Ormai lo sanno anche i social stessi, che infatti ospitano (si fa per dire) senza fiatare campagne con scritto “Stop Scrolling!” o “Scompari dai social per un mese e cambia la tua vita”. Le neuroscienze ci assicurano che la struttura del nostro cervello negli ultimi millenni non è mai cambiata, ma il suo funzionamento sì, perché il cervello modifica i processi a seconda di cosa fa e cosa non fa. “Se non lo usi lo perdi” suona banale, ma riassume bene ciò di cui stiamo parlando.
A gennaio il Guardian ha lanciato Reclaim Your Brain, una nuova serie di 5 puntate con suggerimenti, esercizi e storie vere per staccare dal cellulare, ri-esercitare la concentrazione, ri-fare solo una cosa alla volta.
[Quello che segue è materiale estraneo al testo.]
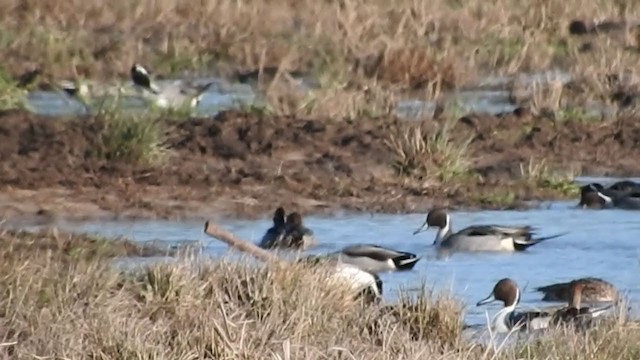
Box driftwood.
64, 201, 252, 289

Chi siamo senza più distrazioni? “Non ne ho idea”, scrive uno degli editor che si è prestato agli esercizi. Ma Catherine Price, responsabile della newsletter e autrice del libro How to Break Up With Your Phone ci rassicura: “Ci saranno momenti in cui ricadrai (…), la cosa importante è che ora hai gli strumenti per notare quando accade e rimetterti in carreggiata”.
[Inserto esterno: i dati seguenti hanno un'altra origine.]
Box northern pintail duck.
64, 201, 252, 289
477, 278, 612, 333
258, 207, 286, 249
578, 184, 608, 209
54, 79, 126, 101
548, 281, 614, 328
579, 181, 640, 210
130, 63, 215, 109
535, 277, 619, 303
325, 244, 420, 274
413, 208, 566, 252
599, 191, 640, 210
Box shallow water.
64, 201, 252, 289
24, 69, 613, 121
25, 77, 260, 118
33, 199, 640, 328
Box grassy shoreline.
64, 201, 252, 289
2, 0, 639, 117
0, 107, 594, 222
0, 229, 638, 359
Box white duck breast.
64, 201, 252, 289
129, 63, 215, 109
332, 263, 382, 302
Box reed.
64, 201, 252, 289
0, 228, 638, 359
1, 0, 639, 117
Vice.com ci va giù più duro. In un articolo sui migliori cellulari stupidi, i “Best Dumb Phone” che ci fanno “tornare in contatto con la realtà”, terrorizza i lettori invitandoli a leggere la storia di Jessica Elefante, americana, 47 anni, che voleva fare la scrittrice ma ha finito per fare la brand manager, sempre online, e si è beccata la demenza digitale. Non è uno scherzo: aveva vuoti di memoria spaventosi e ha dovuto lasciare il lavoro, disconnettersi da tutto per un periodo. E non potrà mai più esagerare, altrimenti torneranno crisi di memoria e di percezione. In compenso è diventata scrittrice: ora è uscito Raising Hell, Living Well: Freedom From Influence in a World Where Everyone Wants Something From You.
Ecco, influenza è la parola chiave. Gerd Gigerenzer in Perché l’intelligenza umana batte ancora gli algoritmi (Raffaello Cortina), racconta che quando era studente, la sua classe fece un esperimento con un prof. dividendosi in due gruppi, a destra e a sinistra. Uno dava cenni di interazione al prof. che spiegava, l’altro no. Il prof. guardava solo il gruppo che annuiva. Poi hanno invertito i gruppi e il prof. guardava il gruppo che prima non annuiva e ora sì: in modo inconsapevole ha modificando il suo comportamento in base a cosa gli dava “ricompensa” (rinforzo esterno) rispetto al suo antico, umanissimo, bisogno di riconoscimento. Like. Ecco come ci aggancia l’algoritmo (ancora dopamina? Sì grazie).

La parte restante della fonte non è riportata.